Deputy Undersecretary of the Ministry of Economy
- In office April 2017 – April 2020

Personal details
- Born: 11 January 1966 (age 60) Yahyalı, Kayseri, Turkey
- Education: Middle East Technical University; University of Ottawa;
- Profession: Bureaucrat, Diplomat, Engineer

= Kadir Bal =

Turkish bureaucrat

Kadir Bal (born 11 January 1966) is a Turkish bureaucrat, diplomat, and engineer. He is currently a Board Member at SASA Polyester Sanayi A.Ş., and was previously the Deputy Undersecretary at the Ministry of the Economy of the Republic of Turkey.

==Early life and education==

Kadir Bal was born to Osman and Asiye Bal as the youngest of four children in the town of Yahyali in Kayseri on 11 January 1966. The male head of the Bal family, Osman, previously worked as a rural taxi driver, and currently owns a glassware store, where Kadir helped his family by working in their store and shining shoes in his youth.

After graduating as a mechanical engineer from Middle East Technical University in 1989, he received his Master of Business Administration from the University of Ottawa in 2000.

==Career==

Bal entered the Ministry of Economy, then the Undersecretariat of Treasury and Foreign Trade in 1991, and served as a foreign trade expert until 1997, when he served as Deputy Commercial Counsellor in the Embassy of Turkey, Ottawa until 2000. After serving as Head of Department in the General Directorate of Imports, he served as Deputy General Director of Imports until 2008, where he served as Chief Commercial Counsellor in the Embassy of Turkey, Washington, D.C. for four years.

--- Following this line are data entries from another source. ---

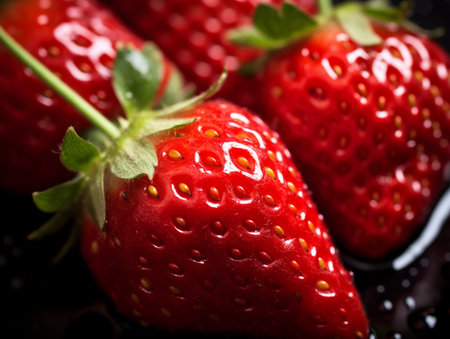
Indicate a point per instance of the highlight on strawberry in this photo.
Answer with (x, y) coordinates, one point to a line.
(193, 217)
(362, 99)
(76, 39)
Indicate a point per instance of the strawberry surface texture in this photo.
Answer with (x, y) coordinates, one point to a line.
(223, 239)
(194, 35)
(77, 40)
(369, 129)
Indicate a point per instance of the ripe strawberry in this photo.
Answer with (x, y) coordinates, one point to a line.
(223, 239)
(199, 222)
(75, 38)
(368, 126)
(194, 35)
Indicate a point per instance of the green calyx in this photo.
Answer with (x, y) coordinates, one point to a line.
(125, 149)
(277, 28)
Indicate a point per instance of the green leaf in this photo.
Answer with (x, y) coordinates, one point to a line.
(134, 157)
(175, 90)
(284, 24)
(357, 25)
(152, 125)
(57, 197)
(96, 197)
(296, 20)
(269, 22)
(195, 100)
(78, 154)
(137, 77)
(325, 6)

After briefly serving as Acting General Director of Agreements and as General Director of Imports, he was the Deputy Undersecretary of the Ministry of Economy of the Republic of Turkey from April 2017 until his retirement from public service in April 2020. He is currently an Executive Board Member at SASA Polyester A.Ş., a producer of polyester staple fibers, filament yarns, polyester-based and specialty polymers and intermediates.

==Personal life==

Bal speaks Turkish and English fluently, and currently resides in Ankara. He is married to Nur Ayferi, and has two children: Mustafa and Ayşe Rana.